Evolving social attitudes in Scotland have led to a significant reduction in the prevalence of discriminatory attitudes since 2010, with levels of prejudice towards LGBT people in particular falling sharply.
Analysis of the 2016 Scottish Social Attitudes (SSA) survey by ScotCen, shared with The Scotsman, reveal the proportion of people who say that they would be unhappy if a close relative married someone of the same sex has almost halved from 30 per cent in 2010 to 16 per cent in 2015, while the number who say they would be unhappy if a relative married someone who has undergone gender reassignment surgery has fallen from around a half to just under a third over the same period.
While 55 per cent of respondents said they would be unhappy if a relative married someone who cross-dresses in public in 2010, this dropped to 39 per cent.
The number of people who believe that someone who is gay or lesbian, or has undergone gender reassignment surgery, is unsuitable to be a primary school teacher has also fallen considerably.
Ian Montagu, a researcher at ScotCen, said: “This shift in attitudes is particularly notable in relation to the latter group; between 2010 and 2015, the proportion of people who said that those who have undergone gender reassignment are not suitable to teach at primary school level fell by 11 percentage points.
“These changes have occurred in tandem with a rise in the number of Scots who think that sexual relations between two adults of the same sex are ‘rarely’ or ‘never’ wrong, from 58 per cent in 2010 to 69 per cent in 2015.
“Taken together, these figures may suggest a broader shift in people’s attitudes towards those who challenge traditional norms of gender, sexuality and relationships.
“A closer look at the data shows that the biggest attitude change has occurred among those socio-demographic groups that have previously been more likely to hold discriminatory views about LGBT people.

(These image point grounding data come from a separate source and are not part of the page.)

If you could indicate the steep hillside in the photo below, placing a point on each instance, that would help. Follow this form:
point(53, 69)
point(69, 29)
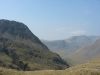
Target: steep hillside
point(21, 49)
point(87, 53)
point(71, 45)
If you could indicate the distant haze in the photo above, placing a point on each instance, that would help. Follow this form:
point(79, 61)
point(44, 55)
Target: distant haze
point(54, 19)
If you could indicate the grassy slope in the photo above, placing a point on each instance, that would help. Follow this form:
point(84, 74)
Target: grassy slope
point(92, 68)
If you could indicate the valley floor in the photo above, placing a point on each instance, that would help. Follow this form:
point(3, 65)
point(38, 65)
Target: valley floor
point(92, 68)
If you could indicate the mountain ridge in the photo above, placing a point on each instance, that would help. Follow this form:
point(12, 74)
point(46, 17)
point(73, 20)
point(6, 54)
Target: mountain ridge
point(21, 49)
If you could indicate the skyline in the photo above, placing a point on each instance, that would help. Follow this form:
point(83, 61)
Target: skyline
point(54, 19)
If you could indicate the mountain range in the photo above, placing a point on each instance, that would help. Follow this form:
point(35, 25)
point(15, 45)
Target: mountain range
point(21, 49)
point(69, 46)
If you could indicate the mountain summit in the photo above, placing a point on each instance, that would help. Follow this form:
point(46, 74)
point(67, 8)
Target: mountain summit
point(21, 49)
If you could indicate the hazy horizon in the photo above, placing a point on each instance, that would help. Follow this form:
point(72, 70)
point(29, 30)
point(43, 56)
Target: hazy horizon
point(54, 19)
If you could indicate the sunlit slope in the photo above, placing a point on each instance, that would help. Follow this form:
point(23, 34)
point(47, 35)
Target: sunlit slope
point(87, 53)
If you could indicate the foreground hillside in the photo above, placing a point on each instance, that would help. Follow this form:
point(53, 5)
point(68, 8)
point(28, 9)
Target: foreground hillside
point(92, 68)
point(21, 49)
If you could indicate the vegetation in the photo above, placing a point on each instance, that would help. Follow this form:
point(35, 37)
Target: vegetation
point(91, 68)
point(20, 49)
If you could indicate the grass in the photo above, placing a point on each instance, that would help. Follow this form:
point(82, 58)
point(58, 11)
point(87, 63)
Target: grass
point(92, 68)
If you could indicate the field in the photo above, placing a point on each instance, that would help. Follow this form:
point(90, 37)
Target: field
point(91, 68)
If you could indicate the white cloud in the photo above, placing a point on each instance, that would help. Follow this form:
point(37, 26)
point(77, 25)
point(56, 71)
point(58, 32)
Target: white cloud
point(78, 32)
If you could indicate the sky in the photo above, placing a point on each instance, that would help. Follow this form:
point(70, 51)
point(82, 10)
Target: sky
point(54, 19)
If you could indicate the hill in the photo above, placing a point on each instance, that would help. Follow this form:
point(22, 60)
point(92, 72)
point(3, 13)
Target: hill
point(68, 46)
point(87, 53)
point(21, 49)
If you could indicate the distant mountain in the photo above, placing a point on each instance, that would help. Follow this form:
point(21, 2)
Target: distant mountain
point(87, 53)
point(21, 49)
point(71, 45)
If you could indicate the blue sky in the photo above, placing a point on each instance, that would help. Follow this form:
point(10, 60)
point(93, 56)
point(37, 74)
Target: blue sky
point(54, 19)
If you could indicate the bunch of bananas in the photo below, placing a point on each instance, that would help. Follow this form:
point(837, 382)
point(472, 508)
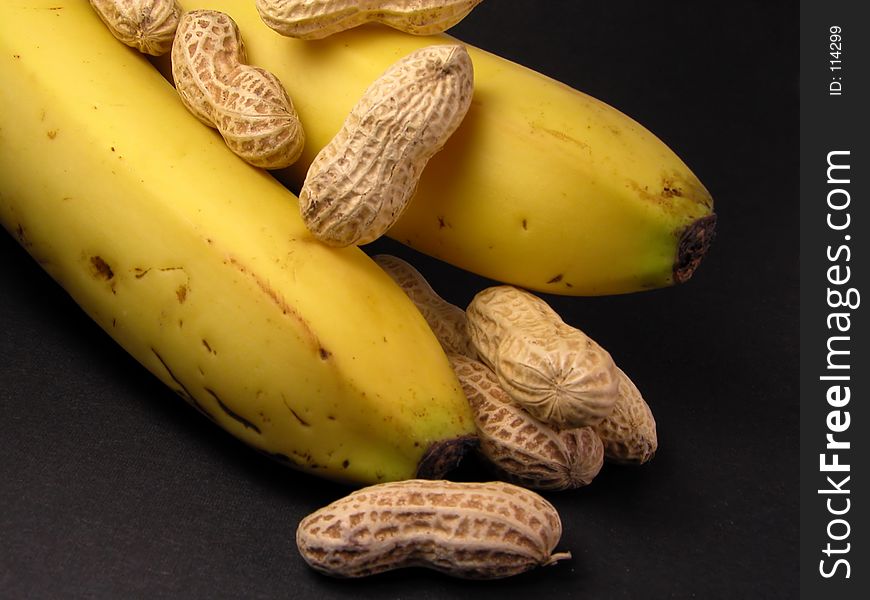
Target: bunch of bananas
point(200, 266)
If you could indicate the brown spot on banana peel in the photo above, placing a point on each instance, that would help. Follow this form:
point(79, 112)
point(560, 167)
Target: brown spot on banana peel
point(694, 242)
point(443, 456)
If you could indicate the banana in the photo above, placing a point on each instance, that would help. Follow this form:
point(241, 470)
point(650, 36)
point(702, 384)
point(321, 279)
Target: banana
point(201, 268)
point(541, 187)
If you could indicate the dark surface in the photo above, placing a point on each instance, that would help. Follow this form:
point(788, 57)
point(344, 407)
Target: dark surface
point(110, 486)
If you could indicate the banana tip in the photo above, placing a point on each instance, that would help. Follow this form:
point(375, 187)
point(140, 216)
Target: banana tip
point(695, 240)
point(444, 455)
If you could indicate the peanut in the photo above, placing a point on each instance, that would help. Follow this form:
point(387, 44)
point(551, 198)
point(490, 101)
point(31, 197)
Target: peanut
point(446, 320)
point(629, 432)
point(316, 19)
point(246, 104)
point(360, 183)
point(471, 530)
point(555, 371)
point(147, 25)
point(524, 450)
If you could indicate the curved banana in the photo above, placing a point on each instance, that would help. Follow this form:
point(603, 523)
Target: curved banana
point(201, 268)
point(541, 186)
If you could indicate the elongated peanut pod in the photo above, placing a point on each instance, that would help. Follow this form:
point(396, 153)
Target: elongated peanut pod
point(629, 432)
point(147, 25)
point(554, 371)
point(446, 320)
point(524, 450)
point(246, 104)
point(317, 19)
point(471, 530)
point(361, 182)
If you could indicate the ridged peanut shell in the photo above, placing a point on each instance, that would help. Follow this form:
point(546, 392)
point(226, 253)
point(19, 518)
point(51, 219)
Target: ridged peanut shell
point(146, 25)
point(524, 450)
point(317, 19)
point(471, 530)
point(246, 104)
point(446, 320)
point(360, 183)
point(629, 432)
point(554, 371)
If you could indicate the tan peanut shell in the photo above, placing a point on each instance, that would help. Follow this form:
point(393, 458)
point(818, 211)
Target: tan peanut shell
point(470, 530)
point(556, 372)
point(524, 450)
point(446, 320)
point(246, 104)
point(360, 183)
point(147, 25)
point(317, 19)
point(629, 432)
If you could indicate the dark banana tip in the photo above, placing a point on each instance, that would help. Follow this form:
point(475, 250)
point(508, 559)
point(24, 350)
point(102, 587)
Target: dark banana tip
point(694, 243)
point(445, 455)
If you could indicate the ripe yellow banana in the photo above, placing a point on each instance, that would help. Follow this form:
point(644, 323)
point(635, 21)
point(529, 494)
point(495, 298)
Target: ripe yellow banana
point(541, 186)
point(201, 268)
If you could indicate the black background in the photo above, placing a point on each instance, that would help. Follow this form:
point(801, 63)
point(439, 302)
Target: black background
point(111, 486)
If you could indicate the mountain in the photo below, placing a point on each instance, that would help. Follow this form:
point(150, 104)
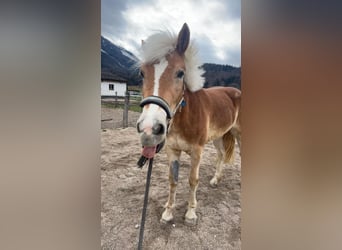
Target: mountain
point(119, 64)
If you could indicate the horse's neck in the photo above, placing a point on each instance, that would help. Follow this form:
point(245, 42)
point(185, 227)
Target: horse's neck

“Increasing acceptance of a relative marrying a person who has undergone gender reassignment surgery for example has occurred particularly amongst those with no formal educational qualifications, whilst the drop in disapproval of a relative marrying someone of the same sex is also marked amongst those in older age groups who typically hold more socially conservative views.
“While the drivers behind these changes are complex, it may be the case that those groups amongst which levels of prejudice had previously been comparatively high have been influenced by wider shifts in attitudes across the rest of society.”
Hannah Pearson, policy coordinator at the Equality Network in Edinburgh, said: “We very much welcome the continued increase in the majority of Scots who respect and value equally their lesbian, gay and trans neighbours.
“Attitudes have changed very fast, and we think that’s in part due to the leadership shown by successive Scottish governments in promoting equality in the law.
“It’s also because a lot more people have come out – people are less likely to hold discriminatory attitudes if they have a friend or family member they know is LGBT.
“Only 15 per cent of Scots now say they don’t know anyone lesbian or gay.
“It is also good to see that, by a large majority, religious affiliated people would also be happy with a close relative forming a same-sex relationship.”